For two days Harriet debated her course of action, and her cargo fermented in the sun beating down on the Packard, on Beecher's Bridge, and on the dwindling Buttermilk. She tried not to inquire too often after Toma's recovery, and her discretion was matched by the taciturn Horatio, who disclosed only that Toma was in pain and that he would recover. But on the second day Horatio knocked at her door and asked did she want him to take those things in the car.

“Thank you, no, Mr. Washington. I thought I'd bring them myself, and visit with him for a few minutes.”

Horatio said nothing and made no motion to leave, as if he were waiting for her to reconsider.

“Has the doctor seen him?”

“No.”

“But you said he was in pain.”

“Pain doesn't kill a man, and in my experience, Doc Spellman is hasty with the knife. Olivia tends to him. She knows these things.”

She stared at him, trying to read his thoughts and betray none of her own.

“Tomorrow, then. Perhaps in the afternoon the heat will have broken.” She turned back to the page of her ledger.

 

T
OMORROW CAME AND THE
heat did not break, and now she was staring at the eroded gravel of the incline where the road approached the old silk mill from downriver. The turn off the main road was just a few hundred yards beyond the Truscott drive, but what a distance this dank, choked slope was from the clipped lawn rising to the senator's house, then subsiding to the lake she imagined to be paved with golf balls. Not
very long ago the thought of the senator and those golf balls would have provoked a smile: all that energy focused upon such silliness. But she had no fond thoughts for the senator today, and had driven past the stone gateposts without so much as a glance at the white house four square on the rise. It had been so much simpler before he had expressed his feelings for her. Why was that? She knew perfectly well what was on his mind, and had Mrs. Evans to remind her in case she forgot. But all was changed now, and though she did not know exactly what she felt for him, the situation between them no longer reflected her wishes or responded to her will. All the same, she knew that Fowler Truscott would not approve of this visit any more than her father, and she hoped that her car had not been seen on the road.

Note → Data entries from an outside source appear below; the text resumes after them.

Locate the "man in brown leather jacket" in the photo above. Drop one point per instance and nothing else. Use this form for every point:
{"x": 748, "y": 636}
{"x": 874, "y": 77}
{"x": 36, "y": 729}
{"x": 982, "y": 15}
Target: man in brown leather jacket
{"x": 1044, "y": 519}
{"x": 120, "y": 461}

Harriet ended up walking to the silk mill. If she had made a determined run at those ruts she might have forced the Packard to the top of the hill, but caution lightened her foot on the accelerator. Although the rise was not steep, the driving wheels found sand beneath the gravel and the balding treads shot a hail of pebbles into the beech wood as the car began to slow. Too late she found her courage; the engine made a tremendous roar, but the Packard lost all traction and she panicked, turning the steering wheel to the right, where her path lay. She was traveling backward now, losing ground and altitude. The angle of the tires opened the way to disaster, and she ended up on a diagonal across the road with a beech trunk wedged between the tire and fender. The Packard, after a clarion backfire, stalled in this ignominious posture. She sat very still with her hands gripping the wheel. The lever of the spark was in the starting position, eleven o'clock: she must have knocked it with her wrist in the effort to keep the car on the road.